One of my readers sent me a recipe for a tomato salad and gorgonzola and as you can see from the photos I made the salad twice. On both occasions I presented the salad as an antipasto.

The reader who sent me the recipe has just returned from a holiday to Italy; although she visited Sicily, she indicates that she ate this in northern Italy. And even if all of the other ingredients could easily be for a tomato salad from Sicily, gorgonzola is very much a northern Italian cheese. In fact it is a DOC cheese (Denominazione di Origine Controllata – Protected Designation of Origin) and produced in the provinces of cities you may recognize: Milan, Como, Pavia, Bergamo, Cremona and Novara and all of these cities are in the Piedmont and Lombardy regions. Only items produced in a specific area, in a particular way and of a certain specified size and shape may display that DOC label.

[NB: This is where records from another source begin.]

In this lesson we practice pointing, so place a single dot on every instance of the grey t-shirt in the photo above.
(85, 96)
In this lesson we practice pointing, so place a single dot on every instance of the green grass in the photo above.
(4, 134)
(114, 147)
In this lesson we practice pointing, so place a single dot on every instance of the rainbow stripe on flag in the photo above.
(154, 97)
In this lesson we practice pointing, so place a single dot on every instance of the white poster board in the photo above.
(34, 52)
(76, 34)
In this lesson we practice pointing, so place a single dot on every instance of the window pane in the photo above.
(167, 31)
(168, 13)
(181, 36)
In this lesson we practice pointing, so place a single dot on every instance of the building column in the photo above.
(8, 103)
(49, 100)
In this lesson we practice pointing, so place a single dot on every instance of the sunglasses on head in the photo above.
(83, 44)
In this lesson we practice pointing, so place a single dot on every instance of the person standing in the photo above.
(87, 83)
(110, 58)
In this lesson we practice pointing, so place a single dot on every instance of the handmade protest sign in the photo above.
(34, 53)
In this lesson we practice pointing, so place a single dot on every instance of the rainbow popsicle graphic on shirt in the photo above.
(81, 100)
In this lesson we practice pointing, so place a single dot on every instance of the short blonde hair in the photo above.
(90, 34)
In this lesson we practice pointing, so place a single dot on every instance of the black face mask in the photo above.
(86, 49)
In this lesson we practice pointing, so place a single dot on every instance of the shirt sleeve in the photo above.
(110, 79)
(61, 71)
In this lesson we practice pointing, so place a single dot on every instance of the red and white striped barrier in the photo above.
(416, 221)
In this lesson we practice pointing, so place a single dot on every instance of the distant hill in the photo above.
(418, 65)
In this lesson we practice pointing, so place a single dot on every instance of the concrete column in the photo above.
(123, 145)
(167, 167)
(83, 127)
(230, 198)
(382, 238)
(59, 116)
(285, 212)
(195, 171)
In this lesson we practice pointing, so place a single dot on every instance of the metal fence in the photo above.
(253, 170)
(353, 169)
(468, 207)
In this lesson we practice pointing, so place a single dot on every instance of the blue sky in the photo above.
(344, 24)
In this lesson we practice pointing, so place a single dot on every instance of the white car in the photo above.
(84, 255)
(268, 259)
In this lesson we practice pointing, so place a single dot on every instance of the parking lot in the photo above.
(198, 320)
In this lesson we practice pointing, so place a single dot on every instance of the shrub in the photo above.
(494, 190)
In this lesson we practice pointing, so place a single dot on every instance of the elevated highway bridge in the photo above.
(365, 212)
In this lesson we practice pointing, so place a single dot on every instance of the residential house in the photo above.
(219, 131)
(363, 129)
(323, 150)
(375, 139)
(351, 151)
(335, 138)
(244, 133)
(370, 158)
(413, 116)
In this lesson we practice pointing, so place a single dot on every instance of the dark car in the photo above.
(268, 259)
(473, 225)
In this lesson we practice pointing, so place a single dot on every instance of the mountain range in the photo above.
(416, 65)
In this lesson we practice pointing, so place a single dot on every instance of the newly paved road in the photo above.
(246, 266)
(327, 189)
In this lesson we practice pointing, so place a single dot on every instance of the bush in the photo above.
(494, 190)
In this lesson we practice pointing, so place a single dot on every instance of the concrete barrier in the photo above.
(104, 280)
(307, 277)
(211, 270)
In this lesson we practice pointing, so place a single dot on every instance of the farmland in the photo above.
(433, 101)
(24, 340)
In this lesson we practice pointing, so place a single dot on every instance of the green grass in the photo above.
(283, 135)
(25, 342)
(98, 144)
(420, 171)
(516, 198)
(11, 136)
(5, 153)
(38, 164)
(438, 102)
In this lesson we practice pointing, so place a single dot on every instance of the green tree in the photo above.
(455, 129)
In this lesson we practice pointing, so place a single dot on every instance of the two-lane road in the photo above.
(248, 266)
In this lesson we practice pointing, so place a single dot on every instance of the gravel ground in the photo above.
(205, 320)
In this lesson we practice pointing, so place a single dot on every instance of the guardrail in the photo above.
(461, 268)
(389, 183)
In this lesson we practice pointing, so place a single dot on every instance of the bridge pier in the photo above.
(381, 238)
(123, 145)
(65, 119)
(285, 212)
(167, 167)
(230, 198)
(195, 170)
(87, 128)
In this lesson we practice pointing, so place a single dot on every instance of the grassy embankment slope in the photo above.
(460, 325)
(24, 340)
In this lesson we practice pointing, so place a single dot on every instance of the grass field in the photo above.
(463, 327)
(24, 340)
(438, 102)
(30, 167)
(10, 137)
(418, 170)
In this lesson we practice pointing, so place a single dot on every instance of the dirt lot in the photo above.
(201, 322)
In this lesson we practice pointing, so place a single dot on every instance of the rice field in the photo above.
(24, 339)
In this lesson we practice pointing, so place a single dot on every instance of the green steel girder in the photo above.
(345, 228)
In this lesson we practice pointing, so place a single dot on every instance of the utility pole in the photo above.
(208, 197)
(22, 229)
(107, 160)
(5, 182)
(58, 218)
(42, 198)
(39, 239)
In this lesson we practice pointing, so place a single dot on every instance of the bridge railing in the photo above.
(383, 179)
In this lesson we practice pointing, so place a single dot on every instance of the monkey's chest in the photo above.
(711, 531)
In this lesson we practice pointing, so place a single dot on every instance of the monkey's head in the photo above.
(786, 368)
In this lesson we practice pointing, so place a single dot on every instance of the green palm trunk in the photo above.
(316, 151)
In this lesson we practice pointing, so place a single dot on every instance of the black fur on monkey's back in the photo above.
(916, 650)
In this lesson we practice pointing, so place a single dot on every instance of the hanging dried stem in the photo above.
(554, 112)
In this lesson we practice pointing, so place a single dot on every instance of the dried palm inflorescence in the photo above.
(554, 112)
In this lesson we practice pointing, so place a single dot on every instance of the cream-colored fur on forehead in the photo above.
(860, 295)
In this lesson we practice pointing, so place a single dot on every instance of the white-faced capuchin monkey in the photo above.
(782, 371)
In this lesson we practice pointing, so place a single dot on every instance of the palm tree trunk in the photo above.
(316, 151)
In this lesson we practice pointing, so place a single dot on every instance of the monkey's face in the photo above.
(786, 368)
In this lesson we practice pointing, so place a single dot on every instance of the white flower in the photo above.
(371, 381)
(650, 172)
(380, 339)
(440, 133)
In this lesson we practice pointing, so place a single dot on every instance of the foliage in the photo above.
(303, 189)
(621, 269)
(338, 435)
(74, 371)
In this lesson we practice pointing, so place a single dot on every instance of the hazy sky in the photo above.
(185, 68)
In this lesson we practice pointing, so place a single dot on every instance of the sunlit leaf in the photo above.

In my version of the salad I used gorgonzola dolce (means sweet) and it is one of my favourite cheeses – soft, creamy and slightly veined and spicy. Gorgonzola piccante (spicy) is the stronger tasting version of this cheese; it is more matured, has a greater degree of blue-veins and is firmer. I imagine that although both cheeses are suitable for this recipe, the mature gorgonzola would be easier to handle and could be ‘shaved’ as the recipe suggests.

I also did not use as much balsamic vinegar, the Sicilian in me screams “no vinegar with tomato”– it is sufficiently acidic. Also, it has to be good quality balsamic and if it is, only a little should suffice.

When I prepared it in my friends’ home, I did not use anchovies because they hate them (unfortunately).

I have named the salad after the ingredients INSALATA DI POMODORI E GORGONZOLA (and alla Giovanna, because this is the reader’s name). Thank you.

Here is her recipe:

3 large tomatoes, sliced
1 Tablespoon balsamic vinegar
2 Tablespoons olive oil
1/2 cup shaved Gorgonzola cheese
1 Tablespoon capers, drained
1 Tablespoon green onions, sliced
1 clove minced garlic
2 anchovies minced to a paste
black pepper, freshly ground
fresh basil


Arrange tomatoes on a plate
Drizzle with vinegar and oil
Sprinkle lightly with salt and fresh ground pepper
Sprinkle with cheese, capers, onions, garlic, and anchovies
Garnish with basil leaves
In the first photo:
I used very large tomatoes from Geelong close to Melbourne (new crop).
In the second photo:
The tomatoes are small and from Murray Bridge in South Australia.
Heirloom tomatoes are not ready, not just yet.